While applauding Mr Judge Knowles for his wisdom and courage, I can confidently predict that before long judges will be instructed to treat indiscretions like Mr Miller’s as felonies.
The judge was technically right: we don’t have a Cheka, a Gestapo or a Stasi. Yet our ‘community cohesion officers’ are similar in their goals, even if different in their methods. All such types project state power – and all modern, post-Christian, states are tyrannical in their quest to enforce uniformity.
A state imposing tyranny by unrestricted violence is called totalitarian. One imposing tyranny by appeals to some contrived moral standards is called democratic. Yet the salient point is that they both impose tyranny.
I refer to the mechanism employed by democratic states as glossocracy, government by words, typically those used in any other than their dictionary definitions, or else neologisms.
For, proceeding at a steadily accelerating pace, our civilisation first loosened and then eliminated the previously unbreakable bond between word and truth, a bond made explicit in the opening verse of St John’s Gospel.
Starting modestly, with Occam’s 14th century nominalism, and culminating in Derrida’s 20th century deconstructionism, the West gradually pushed St John aside and replaced him with Humpty Dumpty, thereby testifying to Lewis Carroll’s prophetic genius:
“ ‘When I use a word,’ Humpty Dumpty said in rather a scornful tone, ‘it
means just what I choose it to mean – neither more nor less.’
“ ‘The question is,’ said Alice, ‘whether you can make words mean so many
different things.’
“ ‘The question is,’ said Humpty Dumpty, ‘which is to be master – that’s all’.”
This is the essence of glossocracy laid bare.
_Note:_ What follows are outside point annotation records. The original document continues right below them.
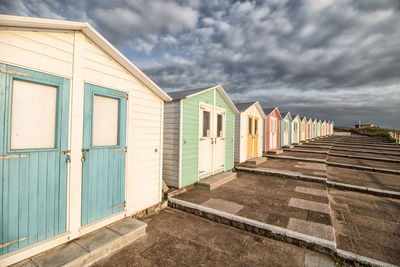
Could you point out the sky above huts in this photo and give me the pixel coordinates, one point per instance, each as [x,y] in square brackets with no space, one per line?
[331,59]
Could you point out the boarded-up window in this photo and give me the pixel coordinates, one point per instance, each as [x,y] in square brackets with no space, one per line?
[206,123]
[105,121]
[220,123]
[33,115]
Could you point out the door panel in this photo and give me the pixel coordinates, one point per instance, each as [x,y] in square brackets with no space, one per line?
[34,109]
[250,137]
[255,137]
[205,141]
[273,133]
[219,141]
[103,153]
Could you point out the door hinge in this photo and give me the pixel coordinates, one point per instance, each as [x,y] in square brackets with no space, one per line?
[119,149]
[12,242]
[121,95]
[13,156]
[118,206]
[14,72]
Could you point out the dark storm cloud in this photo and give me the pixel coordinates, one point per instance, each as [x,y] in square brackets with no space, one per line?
[339,59]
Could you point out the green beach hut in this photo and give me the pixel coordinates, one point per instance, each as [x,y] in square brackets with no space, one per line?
[198,135]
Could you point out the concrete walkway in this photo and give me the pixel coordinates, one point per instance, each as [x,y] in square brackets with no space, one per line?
[176,238]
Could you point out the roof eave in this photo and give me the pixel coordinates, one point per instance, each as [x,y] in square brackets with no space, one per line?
[92,34]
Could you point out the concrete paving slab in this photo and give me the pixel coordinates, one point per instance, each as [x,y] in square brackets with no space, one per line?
[311,261]
[320,230]
[288,165]
[99,243]
[367,225]
[306,159]
[310,166]
[311,191]
[383,181]
[68,254]
[365,163]
[256,161]
[309,205]
[217,180]
[223,205]
[366,153]
[202,242]
[299,154]
[93,246]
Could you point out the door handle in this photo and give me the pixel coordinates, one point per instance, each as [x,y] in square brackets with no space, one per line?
[83,158]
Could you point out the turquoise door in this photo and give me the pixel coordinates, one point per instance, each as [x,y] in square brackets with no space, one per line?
[103,153]
[34,109]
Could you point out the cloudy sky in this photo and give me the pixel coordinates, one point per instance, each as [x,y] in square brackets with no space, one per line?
[333,59]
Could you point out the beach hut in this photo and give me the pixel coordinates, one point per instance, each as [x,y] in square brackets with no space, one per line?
[314,128]
[295,133]
[286,129]
[319,128]
[328,128]
[249,134]
[272,129]
[303,129]
[81,135]
[309,129]
[198,135]
[324,128]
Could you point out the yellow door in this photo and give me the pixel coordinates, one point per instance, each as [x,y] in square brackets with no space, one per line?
[255,136]
[250,138]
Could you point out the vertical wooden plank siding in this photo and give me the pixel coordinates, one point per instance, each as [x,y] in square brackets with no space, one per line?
[190,136]
[171,137]
[33,190]
[238,126]
[230,124]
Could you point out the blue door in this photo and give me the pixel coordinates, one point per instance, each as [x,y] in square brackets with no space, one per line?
[103,153]
[34,109]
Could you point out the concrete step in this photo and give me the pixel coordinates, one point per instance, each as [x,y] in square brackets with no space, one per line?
[288,147]
[92,247]
[217,180]
[275,152]
[255,161]
[176,191]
Carroll understood that whoever controlled language also controlled thought, thus becoming master.
His dystopic prophecy has come true. For modernity outpaces the darkest of fantasies and the bitterest of satires, as any reader of Huxley, Zamyatin or Orwell will confirm. To us, their books read as reportage.
Mr Miller’s post didn’t pack even a modicum of the punch to be found in the political cartoons by Gillray (d. 1815) or Rowlandson (d. 1827). Yet the government of George IV, himself often the target of savage satires, didn’t send out constables to check on the artists’ thinking.
Glossocracy might already have been making inroads, but it hadn’t yet conquered. Thus the state didn’t have to police words, nor the thoughts designated by words. Such a victory had to wait until the arrival of our fully democratic state, practising what Tocqueville called “the tyranny of the majority”.
Actually, the majority doesn’t tyrannise. But it does make tyranny possible by acquiescing to the diktats of today’s Humpty Dumpties, who lord it over word and thought.
“For I’ve been cracking such jokes for years, and yet no policeman has paid me a visit yet.”
At least not yet. Just saying what you said might be seen as enough to prompt a visit from the “authorities”.
“ ‘The question is,’ said Humpty Dumpty, ‘which is to be master – that’s all’.”
Orwell must have read Carroll. Has anyone else ever made such a connection?
Every Englishman read Carroll in those days. Orwell certainly did.
The historical rhyme about Humpty’s death was obviously wrong. The fact that he appears to be intact and operating today convinces me that the Germans would have had plenty of Quislings to help them if they had succeeded in liberating us in 1940-41.
Mitford. Mosley. Edward the abdicated King.
And let’s not forget Lloyd George whom the Nazis would have made prime minister.
The model for this is provided by the Channel Islands, as microcosm for Britain.
“Love and acceptance,” weaponized words designed to disarm the unthinking who are easily deceived by emotion. They act like a spell.